Consumer Staples (XLP) – Positioning and Patterns
In what some may call an unexpected outcome, February 5th saw JaguarAnalytics take profits in Hershey (HSY) options for a 139% gain, currently the largest gain YTD in the Master Performance Tracker.
Consumer Staples will likely be in focus again this week as the 55th Annual Consumer Analyst Group of New York (CAGNY) Conference will be taking place in Orlando, Florida. General Mills (GIS) will get the festivities going tomorrow morning. The rest of the schedule can be seen below:

Elsewhere, JPMorgan Consumer Specialist Briggs Barton would issue a note late last week highlighting that with the continued ascension of Consumer Staples YTD remaining in focus, he thought it would be worthwhile to provide an update on what they are seeing in the space in terms of positioning, flows, and historical performance patterns.
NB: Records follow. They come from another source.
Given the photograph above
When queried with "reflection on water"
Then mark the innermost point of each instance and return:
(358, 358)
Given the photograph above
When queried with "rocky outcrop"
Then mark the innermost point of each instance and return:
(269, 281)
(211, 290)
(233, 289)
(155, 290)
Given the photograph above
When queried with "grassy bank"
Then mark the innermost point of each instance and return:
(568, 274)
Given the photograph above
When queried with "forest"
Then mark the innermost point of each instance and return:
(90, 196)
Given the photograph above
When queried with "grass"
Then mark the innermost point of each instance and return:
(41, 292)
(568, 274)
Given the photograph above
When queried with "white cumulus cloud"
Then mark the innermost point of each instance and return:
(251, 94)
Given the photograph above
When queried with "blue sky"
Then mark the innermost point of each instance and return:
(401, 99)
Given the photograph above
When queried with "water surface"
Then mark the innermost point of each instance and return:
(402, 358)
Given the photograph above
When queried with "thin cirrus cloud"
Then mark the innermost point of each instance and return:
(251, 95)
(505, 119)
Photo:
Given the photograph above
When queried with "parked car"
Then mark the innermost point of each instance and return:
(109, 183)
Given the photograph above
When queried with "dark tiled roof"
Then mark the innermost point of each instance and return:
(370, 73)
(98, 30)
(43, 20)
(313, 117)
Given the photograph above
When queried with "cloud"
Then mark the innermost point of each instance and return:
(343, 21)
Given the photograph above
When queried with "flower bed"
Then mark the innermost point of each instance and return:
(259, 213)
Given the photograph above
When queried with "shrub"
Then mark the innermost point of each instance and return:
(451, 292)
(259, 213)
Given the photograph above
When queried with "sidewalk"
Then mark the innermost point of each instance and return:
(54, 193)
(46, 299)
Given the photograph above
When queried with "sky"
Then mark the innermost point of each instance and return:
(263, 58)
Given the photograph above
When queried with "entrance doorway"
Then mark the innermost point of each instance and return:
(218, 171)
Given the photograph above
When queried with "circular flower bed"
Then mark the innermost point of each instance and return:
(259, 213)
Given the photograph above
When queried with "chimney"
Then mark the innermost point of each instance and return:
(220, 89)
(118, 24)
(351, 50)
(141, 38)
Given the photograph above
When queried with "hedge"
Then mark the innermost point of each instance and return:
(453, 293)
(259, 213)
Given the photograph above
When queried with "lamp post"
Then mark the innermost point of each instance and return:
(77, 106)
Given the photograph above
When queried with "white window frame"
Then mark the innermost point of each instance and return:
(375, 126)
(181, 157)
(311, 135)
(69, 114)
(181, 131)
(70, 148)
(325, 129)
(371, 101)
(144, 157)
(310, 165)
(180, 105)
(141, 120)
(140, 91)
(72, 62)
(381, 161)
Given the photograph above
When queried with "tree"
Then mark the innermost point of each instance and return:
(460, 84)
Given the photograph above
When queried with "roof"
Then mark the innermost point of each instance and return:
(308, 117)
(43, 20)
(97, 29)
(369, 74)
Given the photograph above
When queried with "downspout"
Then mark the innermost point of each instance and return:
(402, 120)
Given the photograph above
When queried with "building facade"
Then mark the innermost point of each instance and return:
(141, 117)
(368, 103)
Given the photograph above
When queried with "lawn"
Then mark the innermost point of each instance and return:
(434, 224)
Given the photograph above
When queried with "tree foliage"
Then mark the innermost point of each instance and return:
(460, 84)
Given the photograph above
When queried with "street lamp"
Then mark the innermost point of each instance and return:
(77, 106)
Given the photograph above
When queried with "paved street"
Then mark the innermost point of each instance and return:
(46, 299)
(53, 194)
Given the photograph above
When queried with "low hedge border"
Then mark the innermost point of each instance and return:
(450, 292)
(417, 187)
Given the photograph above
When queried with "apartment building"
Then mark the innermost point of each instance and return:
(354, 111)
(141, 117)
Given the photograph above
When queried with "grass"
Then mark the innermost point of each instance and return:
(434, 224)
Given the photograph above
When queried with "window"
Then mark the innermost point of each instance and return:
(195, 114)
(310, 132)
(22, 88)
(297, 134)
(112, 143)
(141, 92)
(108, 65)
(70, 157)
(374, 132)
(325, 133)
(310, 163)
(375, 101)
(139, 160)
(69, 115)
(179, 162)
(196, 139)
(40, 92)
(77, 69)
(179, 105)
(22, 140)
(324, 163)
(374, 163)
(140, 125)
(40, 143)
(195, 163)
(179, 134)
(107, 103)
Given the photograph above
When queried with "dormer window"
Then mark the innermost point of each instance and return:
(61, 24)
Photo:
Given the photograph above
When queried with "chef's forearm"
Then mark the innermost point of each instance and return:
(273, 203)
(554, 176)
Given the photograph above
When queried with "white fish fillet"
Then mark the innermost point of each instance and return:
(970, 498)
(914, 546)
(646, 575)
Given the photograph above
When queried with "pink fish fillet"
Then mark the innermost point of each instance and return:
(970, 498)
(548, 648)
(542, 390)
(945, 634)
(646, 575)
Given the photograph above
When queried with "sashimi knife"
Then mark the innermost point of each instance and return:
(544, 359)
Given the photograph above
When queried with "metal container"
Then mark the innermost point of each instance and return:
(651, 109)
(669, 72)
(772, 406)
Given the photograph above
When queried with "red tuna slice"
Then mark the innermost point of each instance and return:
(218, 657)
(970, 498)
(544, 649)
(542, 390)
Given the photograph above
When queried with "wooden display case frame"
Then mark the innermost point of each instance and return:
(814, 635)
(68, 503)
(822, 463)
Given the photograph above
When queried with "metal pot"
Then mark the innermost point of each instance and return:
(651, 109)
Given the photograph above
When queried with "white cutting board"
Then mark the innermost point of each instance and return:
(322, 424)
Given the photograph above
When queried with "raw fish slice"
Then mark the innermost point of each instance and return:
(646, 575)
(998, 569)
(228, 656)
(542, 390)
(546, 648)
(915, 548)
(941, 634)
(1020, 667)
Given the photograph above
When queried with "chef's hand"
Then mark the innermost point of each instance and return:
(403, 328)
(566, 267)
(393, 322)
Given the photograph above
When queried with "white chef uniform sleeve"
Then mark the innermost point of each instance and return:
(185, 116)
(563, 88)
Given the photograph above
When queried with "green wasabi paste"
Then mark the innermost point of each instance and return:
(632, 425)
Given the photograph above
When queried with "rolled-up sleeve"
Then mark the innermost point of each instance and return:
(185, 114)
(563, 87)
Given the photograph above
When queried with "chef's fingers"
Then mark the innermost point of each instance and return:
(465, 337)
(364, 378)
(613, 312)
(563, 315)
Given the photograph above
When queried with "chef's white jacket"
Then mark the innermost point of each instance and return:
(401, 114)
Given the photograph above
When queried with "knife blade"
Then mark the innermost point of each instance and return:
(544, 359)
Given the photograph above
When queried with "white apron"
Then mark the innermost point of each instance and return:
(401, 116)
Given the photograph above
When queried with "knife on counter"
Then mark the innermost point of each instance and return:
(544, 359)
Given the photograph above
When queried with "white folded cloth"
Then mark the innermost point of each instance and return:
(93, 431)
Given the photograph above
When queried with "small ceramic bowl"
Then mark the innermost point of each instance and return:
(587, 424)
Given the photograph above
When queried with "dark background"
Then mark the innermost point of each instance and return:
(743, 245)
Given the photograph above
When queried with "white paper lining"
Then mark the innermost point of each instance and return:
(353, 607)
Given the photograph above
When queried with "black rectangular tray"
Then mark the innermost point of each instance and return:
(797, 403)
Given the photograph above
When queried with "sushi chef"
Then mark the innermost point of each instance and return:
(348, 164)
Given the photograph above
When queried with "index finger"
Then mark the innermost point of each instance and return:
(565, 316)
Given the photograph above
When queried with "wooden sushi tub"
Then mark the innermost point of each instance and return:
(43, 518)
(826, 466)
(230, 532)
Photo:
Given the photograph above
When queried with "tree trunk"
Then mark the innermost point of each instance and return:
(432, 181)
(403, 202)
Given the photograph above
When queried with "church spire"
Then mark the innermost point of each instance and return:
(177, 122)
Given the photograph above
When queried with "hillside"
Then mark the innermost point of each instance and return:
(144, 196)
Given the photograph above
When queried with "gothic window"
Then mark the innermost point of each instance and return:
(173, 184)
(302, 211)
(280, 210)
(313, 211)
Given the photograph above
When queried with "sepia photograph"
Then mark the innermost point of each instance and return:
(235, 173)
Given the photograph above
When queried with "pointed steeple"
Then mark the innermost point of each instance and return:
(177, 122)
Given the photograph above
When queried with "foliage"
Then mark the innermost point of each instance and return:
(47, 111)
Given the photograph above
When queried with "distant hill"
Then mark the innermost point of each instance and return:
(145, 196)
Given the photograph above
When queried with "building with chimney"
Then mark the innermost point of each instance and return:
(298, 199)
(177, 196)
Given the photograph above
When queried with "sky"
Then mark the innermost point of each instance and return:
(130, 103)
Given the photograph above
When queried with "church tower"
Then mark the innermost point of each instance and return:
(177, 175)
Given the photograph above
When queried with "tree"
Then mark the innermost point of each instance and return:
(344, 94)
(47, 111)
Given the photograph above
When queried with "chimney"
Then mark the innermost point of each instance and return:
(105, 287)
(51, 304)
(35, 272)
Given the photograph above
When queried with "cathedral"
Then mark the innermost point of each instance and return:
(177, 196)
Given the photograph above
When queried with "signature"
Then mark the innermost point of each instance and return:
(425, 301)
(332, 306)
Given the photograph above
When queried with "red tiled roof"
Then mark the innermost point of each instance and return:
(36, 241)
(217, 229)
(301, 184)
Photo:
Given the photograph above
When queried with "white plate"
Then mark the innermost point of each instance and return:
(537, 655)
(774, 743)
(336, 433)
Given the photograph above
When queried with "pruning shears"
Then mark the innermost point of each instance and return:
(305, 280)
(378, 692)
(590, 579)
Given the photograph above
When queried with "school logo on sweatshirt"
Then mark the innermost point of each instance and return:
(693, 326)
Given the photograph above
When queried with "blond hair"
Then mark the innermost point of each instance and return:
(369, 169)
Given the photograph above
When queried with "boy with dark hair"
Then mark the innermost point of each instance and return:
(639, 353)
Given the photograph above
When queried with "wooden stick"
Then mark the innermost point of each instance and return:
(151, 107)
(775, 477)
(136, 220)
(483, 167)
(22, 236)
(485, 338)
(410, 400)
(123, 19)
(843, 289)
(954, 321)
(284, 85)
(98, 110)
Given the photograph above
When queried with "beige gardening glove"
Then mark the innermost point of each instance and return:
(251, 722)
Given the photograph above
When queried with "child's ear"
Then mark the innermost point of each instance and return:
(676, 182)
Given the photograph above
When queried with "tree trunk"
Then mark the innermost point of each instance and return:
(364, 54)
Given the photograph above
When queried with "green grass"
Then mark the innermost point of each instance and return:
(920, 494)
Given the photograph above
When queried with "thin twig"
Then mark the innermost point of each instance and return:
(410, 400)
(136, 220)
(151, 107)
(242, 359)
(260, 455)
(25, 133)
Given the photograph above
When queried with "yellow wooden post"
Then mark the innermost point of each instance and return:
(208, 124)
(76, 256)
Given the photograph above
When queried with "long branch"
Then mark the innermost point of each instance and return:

Some of those takeaways include:
• The move higher in Staples has been driven more by market rotations and factor dynamics (notably the unwind in Tech) rather than improving fundamental optimism towards the sector.
• RSI on the XLP is now screening oversold at 80 and their Positioning Intelligence charts/data show an uptick in Long selling into the strength around 2/6 when RSI hit 82.
• Their “High-Touch Trading Flows” have been more mixed within the space to start the year but lean better to buy. A lot of the price action within Staples has been driven by hedge fund covering as the rally came from depressed positioning levels, but they have seen some emerging Long-Only interest to own the space (concentrated in the large/liquid/blue chip names like CL, PG, PEP, MNST, PM, CLX, WMT).
• While the unwind in Tech has been a well-discussed factor that has helped to bolster Staples, they haven’t seen $ flowing directly into the space from Tech in a material way (i.e. seems more algo based). Therefore, if Tech finds a floor and degrossing/outflows from the space stabilize or reverse, then you could see a commensurate reversal in some of the dynamics that have propped up the Staples complex.
• In all 5 years when XLP was >5% through January/February, XLP has finished the full-year underperforming relative to the S&P.
• In 9 of the 14 years where XLP outperformed relative to the S&P in January/February, XLP finished the full-year underperforming relative to S&P.
• In the 11 of the 15 years where XLP had positive absolute YTD performance through January/February – XLP finished the full-year underperforming relative to the S&P in 11 of those years vs outperforming in 4.